Пребывать во Христе (здесь предельная нелепость инквизиции и предельный смысл церкви) можно только пребывая в любви: «Как возлюбил Меня Отец, и Я возлюбил вас; пребудьте в любви Моей. Если заповеди Мои соблюдете, пребудете в любви Моей, как и Я соблюл заповеди Отца Моего и пребываю в Его любви. Сие сказал Я вам, да радость Моя в вас пребудет и радость ваша будет совершенна. Сия есть заповедь Моя, да любите друг друга, как Я возлюбил вас.
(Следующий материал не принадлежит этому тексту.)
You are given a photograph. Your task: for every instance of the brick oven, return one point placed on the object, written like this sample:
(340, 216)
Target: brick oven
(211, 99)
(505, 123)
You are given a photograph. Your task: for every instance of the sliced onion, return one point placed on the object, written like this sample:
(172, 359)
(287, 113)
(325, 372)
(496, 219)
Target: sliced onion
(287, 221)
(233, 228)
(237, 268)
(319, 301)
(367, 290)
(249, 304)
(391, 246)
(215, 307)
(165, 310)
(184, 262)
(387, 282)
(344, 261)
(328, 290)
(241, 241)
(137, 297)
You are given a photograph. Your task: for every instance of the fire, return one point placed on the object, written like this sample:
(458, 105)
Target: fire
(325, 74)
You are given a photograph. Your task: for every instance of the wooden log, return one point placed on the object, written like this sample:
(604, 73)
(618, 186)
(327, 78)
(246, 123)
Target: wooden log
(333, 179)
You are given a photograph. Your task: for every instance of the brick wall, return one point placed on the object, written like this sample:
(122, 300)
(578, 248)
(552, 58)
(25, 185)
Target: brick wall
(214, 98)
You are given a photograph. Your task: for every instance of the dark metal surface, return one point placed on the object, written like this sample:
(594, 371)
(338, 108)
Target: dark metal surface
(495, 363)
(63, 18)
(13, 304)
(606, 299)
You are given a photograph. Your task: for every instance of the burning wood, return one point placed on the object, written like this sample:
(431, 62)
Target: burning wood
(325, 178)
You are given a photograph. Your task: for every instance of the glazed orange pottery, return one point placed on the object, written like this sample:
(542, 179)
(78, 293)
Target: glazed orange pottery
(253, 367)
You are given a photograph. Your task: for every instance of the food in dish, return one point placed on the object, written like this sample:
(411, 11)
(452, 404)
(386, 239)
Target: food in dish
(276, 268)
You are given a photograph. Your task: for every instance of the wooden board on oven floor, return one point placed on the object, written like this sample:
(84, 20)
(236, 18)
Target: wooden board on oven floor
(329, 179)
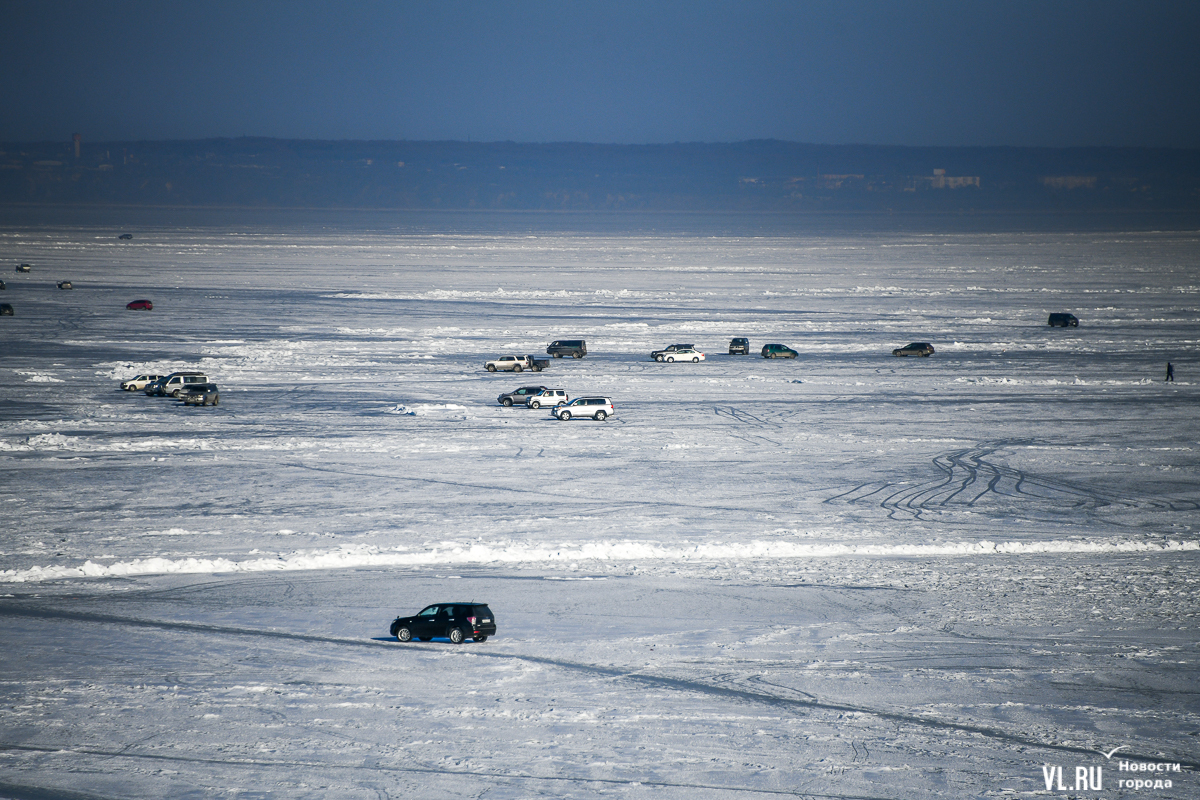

Нет больше той любви, как если кто положит душу свою за друзей своих» (Ин 15:9-13).
 
Это и есть та заповедь, которая объемлет все прочие (ср. Ин 13:1-35) и должна господствовать в церкви: не ненависть друг к другу, но любовь; не изолированная вера без любви, но преданная, живая и плодоносная в любви вера; не бытие человека или сообщества только для себя, но всем своим существом бытие для других. Так любовь является силой единства, удерживающей церковь от распада. Любовь Отца, относящаяся к Сыну, относится и ко всем, находящимся в общности с Сыном (ср. Ин 16:27). Любовь Отца, единящая Отца с Сыном, также должна соединять всех, кто в церкви верует в Сына: «Не о них же только молю, но и о верующих в Меня по слову их, да будут все едино, как Ты, Отче, во Мне, и Я в Тебе, так и они да будут в Нас едино, – да  уверует мир, что Ты послал Меня. И славу, которую Ты дал Мне, Я дал им: да будут едино, как Мы едино. Я в них, и Ты во Мне; да будут совершены воедино, и да познает мир, что Ты послал Меня и возлюбил их, как возлюбил Меня. Отче! которых Ты дал Мне, хочу, чтобы там, где Я, и они были со Мною, да видят славу Мою, которую Ты дал Мне, потому что возлюбил Меня прежде основания мира. Отче праведный! и мир Тебя не познал; а Я познал Тебя, и сии познали, что Ты послал Меня. И Я открыл им имя Твое и открою, да любовь, которою Ты возлюбил Меня, в них будет, и Я в них» (Ин 17:20-26).
 
Теперь наш обзор основополагающей структуры церкви достиг своей цели. Экклесия определена как народ Божий, как творение Духа и как тело Христово. Мы попытались показать это не только в абстрактном «созерцании сущности», но и на конкретном историческом материале Нового Завета в перспективе современности. Тем самым, по сути дела, мы сказали все самое главное об историческом существе действительной церкви.
 
Поэтому все последующее следует рассматривать как истолкование и содержательное развертывание того, что уже сказано. В обеих последних главах мы рассматривали прежде всего церковь в ее истоке, чтобы встретиться лицом к лицу с церковью современности. Теперь же мы будем из перспективы современной вдеркви рассматривать сущность церкви, постоянно имея в виду ее исток.